Pennsylvania Approves Stronger Charter School Regulations
HARRISBURG, Pa. (AP) — A Pennsylvania regulatory board on Monday approved Gov. Tom Wolf's proposal to subject charter schools to stronger ethics and accounting measures and to try to root out any discriminatory admissions decisions.
The 3-2 party-line vote by the Independent Regulatory Review Commission was on a proposed regulation that, along with Wolf, was backed by Democratic lawmakers and public school boards and advocates, but opposed by Republican lawmakers and charter schools.
The regulation also requires charter schools to use a new payment system intended to avoid disputes with public school boards and to provide health care benefits for teachers on par with the authorizing school district.

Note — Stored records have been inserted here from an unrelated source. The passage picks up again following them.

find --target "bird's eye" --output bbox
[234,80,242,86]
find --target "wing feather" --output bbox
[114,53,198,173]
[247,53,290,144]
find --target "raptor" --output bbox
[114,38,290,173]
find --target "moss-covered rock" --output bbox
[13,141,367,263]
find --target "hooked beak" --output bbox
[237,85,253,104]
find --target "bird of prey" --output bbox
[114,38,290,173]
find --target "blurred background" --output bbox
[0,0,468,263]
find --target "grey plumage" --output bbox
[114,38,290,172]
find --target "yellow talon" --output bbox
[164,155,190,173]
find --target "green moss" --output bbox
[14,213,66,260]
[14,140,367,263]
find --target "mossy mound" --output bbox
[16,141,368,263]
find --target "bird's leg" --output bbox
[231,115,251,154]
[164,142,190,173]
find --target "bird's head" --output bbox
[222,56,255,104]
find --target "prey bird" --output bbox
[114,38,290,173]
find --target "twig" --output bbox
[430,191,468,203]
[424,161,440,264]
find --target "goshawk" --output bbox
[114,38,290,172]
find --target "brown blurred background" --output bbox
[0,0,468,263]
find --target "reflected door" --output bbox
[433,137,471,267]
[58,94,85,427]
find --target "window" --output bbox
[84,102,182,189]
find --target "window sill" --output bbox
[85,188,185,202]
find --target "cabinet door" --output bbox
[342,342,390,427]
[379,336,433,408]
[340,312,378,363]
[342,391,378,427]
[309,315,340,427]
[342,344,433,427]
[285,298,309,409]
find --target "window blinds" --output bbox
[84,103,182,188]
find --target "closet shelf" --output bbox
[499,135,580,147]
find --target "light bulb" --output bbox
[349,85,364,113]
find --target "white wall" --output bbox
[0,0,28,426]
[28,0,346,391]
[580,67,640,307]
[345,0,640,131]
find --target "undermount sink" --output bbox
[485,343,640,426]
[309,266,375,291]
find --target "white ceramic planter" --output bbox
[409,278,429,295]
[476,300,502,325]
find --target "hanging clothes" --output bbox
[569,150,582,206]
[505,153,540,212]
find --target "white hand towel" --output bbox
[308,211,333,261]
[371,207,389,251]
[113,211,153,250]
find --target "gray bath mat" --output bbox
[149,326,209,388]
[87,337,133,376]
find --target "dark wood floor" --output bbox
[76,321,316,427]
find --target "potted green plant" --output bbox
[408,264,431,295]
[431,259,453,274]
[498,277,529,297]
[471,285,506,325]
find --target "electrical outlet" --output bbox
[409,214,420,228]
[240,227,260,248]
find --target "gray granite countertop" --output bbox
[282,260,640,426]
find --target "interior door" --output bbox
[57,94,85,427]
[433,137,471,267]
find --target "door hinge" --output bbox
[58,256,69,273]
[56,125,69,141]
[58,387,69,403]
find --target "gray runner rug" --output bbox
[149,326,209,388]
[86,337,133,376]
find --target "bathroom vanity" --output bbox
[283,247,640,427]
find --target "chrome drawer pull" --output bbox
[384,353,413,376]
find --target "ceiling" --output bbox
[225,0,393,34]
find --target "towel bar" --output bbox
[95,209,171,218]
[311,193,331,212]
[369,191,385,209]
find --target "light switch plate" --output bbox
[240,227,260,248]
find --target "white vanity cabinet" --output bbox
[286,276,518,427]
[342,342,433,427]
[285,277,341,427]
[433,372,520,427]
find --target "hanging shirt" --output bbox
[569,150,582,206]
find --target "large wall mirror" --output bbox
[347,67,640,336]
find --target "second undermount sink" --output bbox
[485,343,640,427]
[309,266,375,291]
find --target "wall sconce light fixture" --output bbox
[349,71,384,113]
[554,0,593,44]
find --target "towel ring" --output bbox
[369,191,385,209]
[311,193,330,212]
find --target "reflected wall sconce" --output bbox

In addition, applicants wanting to start a charter school must provide more detailed information.
Wolf, a Democrat, commissioned the regulation after more than a decade of deadlock in the state Legislature over updating Pennsylvania's 25-year-old charter school law, and as public schools have struggled to secure any concessions to help with fast-rising charter school costs.
Public school advocates have long pushed for measures to ensure charter schools are not fronts for profit-making operations that dump taxpayer money into marketing efforts while being overpaid for services provided and cherry-picking student applicants.
Opponents say the regulation goes beyond the original law and will hurt the ability of new charter schools to open and make it easier to unfairly close them.